Win Tickets ($34): Circles Around The Sun, w/ Frank LoCrasto @ Aladdin Theater | Rock, Indie, Roots
We are giving away a pair of tickets to Circles Around The Sun, w/ Frank LoCrasto on September 10. To win, comment on this post why you’d like to attend. Winner will be drawn and emailed September 2.
From our sponsors:
Circles Around The Sun
September 10, 2021
Doors 7PM, Show 8PM | $17 | All Ages
More info: event.etix.com
3017 SE Milwaukie Ave, Portland, OR 97202
*Proof of COVID vaccination or negative COVID test required for entry. FREE onsite testing available – Details here*
Los Angeles-based instrumental supergroup Circles Around the Sun returns with the release of their self-titled, third full-length studio album, Circles Around the Sun. The seven-track collection marks a stylistic shift from their previous LPs. It’s an evolution that sees the band embracing a sleeker, shinier, even DANCIER version of themselves – a cosmic disco of the body and the soul, still anchored in the groove, but ascending to the stars. The thing is, their sound isn’t the only thing that’s evolved. Since their last LP, Circles has undergone a transformation internally. It’s a tale of life, death and rebirth, of love and loss, of shedded skin and new beginnings. But let’s start with the new album, shall we?

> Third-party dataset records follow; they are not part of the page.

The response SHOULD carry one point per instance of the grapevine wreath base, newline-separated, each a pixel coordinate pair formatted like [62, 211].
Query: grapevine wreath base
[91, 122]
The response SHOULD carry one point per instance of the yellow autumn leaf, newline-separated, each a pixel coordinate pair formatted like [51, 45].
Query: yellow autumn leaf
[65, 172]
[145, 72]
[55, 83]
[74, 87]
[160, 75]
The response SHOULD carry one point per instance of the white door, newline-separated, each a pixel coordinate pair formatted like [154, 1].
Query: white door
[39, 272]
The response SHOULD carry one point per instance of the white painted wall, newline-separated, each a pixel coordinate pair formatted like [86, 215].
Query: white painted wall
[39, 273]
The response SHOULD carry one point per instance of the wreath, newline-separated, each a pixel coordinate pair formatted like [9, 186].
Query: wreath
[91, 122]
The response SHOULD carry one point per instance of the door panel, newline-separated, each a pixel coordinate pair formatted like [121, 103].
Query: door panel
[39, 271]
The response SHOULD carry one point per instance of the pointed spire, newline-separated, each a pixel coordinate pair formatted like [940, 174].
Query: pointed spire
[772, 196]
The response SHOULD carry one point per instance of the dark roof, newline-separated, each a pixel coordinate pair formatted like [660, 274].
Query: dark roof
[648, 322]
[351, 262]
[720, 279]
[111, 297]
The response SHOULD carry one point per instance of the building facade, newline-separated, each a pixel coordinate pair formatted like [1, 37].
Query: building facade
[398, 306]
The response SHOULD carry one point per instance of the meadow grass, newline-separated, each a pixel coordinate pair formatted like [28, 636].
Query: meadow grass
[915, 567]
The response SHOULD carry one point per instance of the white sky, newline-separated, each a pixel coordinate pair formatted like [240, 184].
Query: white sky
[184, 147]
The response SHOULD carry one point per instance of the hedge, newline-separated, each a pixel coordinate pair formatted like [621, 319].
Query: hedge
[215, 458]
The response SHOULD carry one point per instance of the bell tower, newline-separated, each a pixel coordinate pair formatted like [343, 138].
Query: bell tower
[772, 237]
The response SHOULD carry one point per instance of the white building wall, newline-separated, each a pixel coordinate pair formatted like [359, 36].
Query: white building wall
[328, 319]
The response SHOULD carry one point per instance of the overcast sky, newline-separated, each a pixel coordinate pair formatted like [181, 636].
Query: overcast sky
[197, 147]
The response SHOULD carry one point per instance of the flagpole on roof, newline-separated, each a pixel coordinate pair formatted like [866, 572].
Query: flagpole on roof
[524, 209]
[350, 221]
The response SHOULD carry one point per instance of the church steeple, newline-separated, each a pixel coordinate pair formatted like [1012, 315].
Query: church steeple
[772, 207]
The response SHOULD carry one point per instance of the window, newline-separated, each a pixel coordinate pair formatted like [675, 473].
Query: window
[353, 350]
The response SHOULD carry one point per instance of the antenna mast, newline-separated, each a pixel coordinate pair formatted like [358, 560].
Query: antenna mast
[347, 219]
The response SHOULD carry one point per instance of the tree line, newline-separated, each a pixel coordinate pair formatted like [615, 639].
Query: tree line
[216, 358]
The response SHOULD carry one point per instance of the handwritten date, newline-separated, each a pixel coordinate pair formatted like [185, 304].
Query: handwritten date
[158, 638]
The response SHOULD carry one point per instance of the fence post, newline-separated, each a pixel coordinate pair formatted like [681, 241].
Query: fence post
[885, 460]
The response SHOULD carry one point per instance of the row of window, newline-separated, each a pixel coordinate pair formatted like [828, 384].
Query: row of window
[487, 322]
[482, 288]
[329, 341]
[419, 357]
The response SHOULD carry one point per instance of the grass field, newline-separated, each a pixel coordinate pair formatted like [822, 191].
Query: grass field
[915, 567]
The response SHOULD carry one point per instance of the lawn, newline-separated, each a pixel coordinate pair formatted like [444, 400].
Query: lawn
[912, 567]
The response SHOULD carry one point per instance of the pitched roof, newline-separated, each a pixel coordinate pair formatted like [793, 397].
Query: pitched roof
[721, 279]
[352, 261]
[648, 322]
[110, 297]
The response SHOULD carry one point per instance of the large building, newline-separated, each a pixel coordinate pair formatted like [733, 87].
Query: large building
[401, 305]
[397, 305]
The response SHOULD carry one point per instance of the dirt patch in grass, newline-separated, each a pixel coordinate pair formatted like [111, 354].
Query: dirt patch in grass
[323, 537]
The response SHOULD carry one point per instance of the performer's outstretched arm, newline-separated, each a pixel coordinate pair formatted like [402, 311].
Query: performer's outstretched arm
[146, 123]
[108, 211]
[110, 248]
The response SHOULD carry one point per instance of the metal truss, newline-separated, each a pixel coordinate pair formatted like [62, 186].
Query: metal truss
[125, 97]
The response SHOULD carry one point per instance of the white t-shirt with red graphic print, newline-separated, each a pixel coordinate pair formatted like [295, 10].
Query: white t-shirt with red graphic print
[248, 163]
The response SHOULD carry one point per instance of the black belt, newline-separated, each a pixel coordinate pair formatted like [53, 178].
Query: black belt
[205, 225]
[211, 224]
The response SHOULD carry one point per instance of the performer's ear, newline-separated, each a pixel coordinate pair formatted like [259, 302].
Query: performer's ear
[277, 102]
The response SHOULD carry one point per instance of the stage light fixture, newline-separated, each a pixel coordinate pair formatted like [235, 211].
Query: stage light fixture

Recorded by legendary engineer Jim Scott (Wilco, Rolling Stones, Tom Petty) at his studio in Valencia, CA, this new collection began with…a drum machine. The Sequential Circuits Drumtraks™ from 1983, to be specific. The Circles band members—guitarist Neal Casal (Chris Robinson Brotherhood, Ryan Adams), bassist Dan Horne (Cass McCombs, Jonathan Wilson), keyboardist Adam MacDougall (Black Crowes) and drummer Mark Levy—were searching for a sound, something more upbeat than previous releases. Cue the Drumtraks™. “The built-in beats on it are actually pretty janky,” says Horne. “But we knew we wanted to make more of a dancey, groove-driven album that would translate live, to give our shows a more high-energy feel.” Drawing inspiration from P-Funk, Herbie Hancock’s Head Hunters, and Beastie Boys’ slinky instrumentals, the band used the Drumtraks™ driving rhythms as the foundation for each song.